This is a guest post contributed by Frank Larkin
Principal Engineer II Comcast, NETO.
For the last 2 years, Comcast “Video-On-Demand” has been transitioning from over 100 separate Video On Demand (VOD) systems (which we call snowflakes–because no matter how hard you try they will be all different) to a datacenter-based enterprise solution we call the Next Generation Video Control Plane (VCP). Along the way, Splunk was chosen by our VCP solution vendor to assist in reporting and troubleshooting. Splunk was chosen to provide visibility into a complex set of distributed systems in order to deliver video content in a reliable manner to our customers.
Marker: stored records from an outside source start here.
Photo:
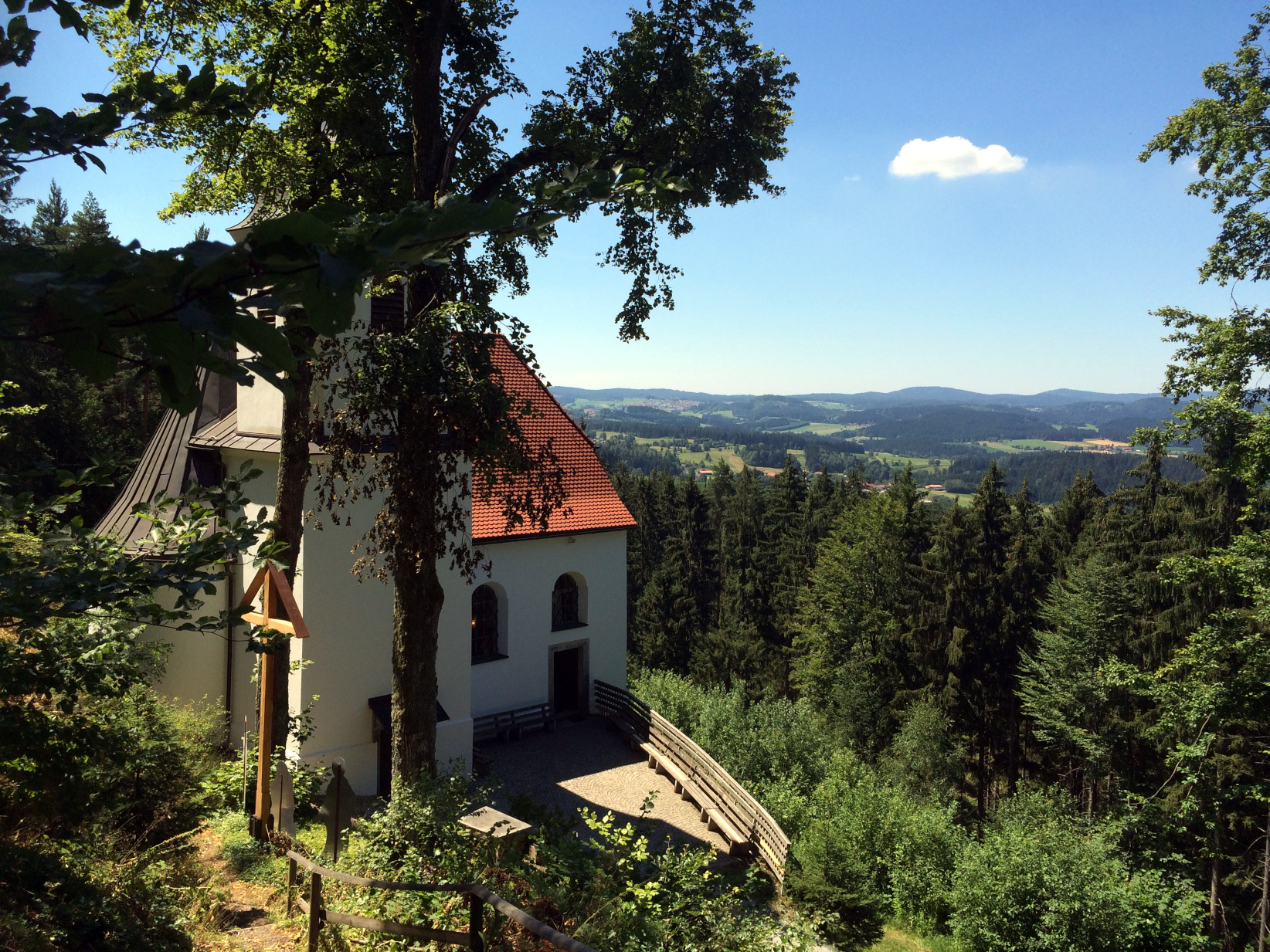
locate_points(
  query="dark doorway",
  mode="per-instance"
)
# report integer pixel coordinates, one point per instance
(568, 664)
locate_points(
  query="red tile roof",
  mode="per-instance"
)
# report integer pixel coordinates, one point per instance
(591, 504)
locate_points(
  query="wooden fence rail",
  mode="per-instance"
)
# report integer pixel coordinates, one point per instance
(725, 805)
(477, 898)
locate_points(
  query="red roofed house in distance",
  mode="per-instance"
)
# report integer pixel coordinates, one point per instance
(538, 630)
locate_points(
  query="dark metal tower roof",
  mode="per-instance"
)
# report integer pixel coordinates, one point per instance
(169, 462)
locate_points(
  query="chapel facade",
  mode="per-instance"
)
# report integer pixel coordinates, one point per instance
(546, 621)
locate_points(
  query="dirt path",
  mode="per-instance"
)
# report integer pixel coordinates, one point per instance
(246, 916)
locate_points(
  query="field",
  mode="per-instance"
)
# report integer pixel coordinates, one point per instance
(1023, 446)
(820, 429)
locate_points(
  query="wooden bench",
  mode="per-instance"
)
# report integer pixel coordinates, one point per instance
(508, 723)
(714, 818)
(738, 845)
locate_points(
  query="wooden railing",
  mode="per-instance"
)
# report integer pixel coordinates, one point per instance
(477, 896)
(725, 805)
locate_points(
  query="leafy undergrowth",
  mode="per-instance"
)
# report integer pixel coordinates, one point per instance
(895, 940)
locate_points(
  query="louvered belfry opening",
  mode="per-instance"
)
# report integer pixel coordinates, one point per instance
(484, 624)
(564, 603)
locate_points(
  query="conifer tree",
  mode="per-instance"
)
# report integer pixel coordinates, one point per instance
(51, 225)
(88, 225)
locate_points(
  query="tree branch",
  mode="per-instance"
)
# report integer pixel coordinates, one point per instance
(460, 128)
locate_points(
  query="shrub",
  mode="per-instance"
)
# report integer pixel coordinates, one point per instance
(905, 849)
(613, 887)
(774, 748)
(106, 863)
(1043, 880)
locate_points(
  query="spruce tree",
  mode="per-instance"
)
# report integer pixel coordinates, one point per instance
(51, 225)
(89, 225)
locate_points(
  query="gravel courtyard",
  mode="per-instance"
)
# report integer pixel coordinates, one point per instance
(583, 763)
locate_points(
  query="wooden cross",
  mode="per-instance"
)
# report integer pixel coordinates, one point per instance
(287, 622)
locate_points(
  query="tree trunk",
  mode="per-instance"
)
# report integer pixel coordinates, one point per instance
(982, 782)
(1216, 914)
(1013, 744)
(1265, 891)
(418, 595)
(290, 512)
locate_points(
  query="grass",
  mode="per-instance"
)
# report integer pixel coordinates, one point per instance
(895, 940)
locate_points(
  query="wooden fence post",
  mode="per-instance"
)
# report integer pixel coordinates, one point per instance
(474, 923)
(314, 910)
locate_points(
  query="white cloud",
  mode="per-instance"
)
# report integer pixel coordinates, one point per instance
(952, 158)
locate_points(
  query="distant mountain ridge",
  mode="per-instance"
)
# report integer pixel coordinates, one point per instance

Unfortunately, Splunk did not have a good handle on working in an enterprise that makes use of Global Server load balancers, topology routing and multi-datacenter redundancy. This article discusses the path we took to making Splunk a true partner in our enterprise.
To be a part of the Comcast enterprise meant that the solution had to be built to survive a datacenter failure while maintaining access to all data previously collected. When paying customers are involved, we need to be able to determine root cause of an issue as quickly as possible. In the past, this has meant going to many places to “see” what happened. Now when something happens, Splunk is the first place we turn. Splunk now gives us the ability to provide data redundancy through re-indexing across datacenters. This allows us to know what happened even if we lose our primary indexers in a dead datacenter.
Our current version of Splunk is version 4.3.3 because, as I mentioned earlier, we are tightly coupled with our vendor. This means we have to coordinate our updates with them. We expect to get an update soon that includes Splunk 5.0. As I was writing this, I was concerned that this discussion might be moot with respect to newer versions of Splunk, but after reviewing the features of Splunk 5.0 and Splunk 6.0 I realized the features discussed in this document are still very relevant and hopefully useful.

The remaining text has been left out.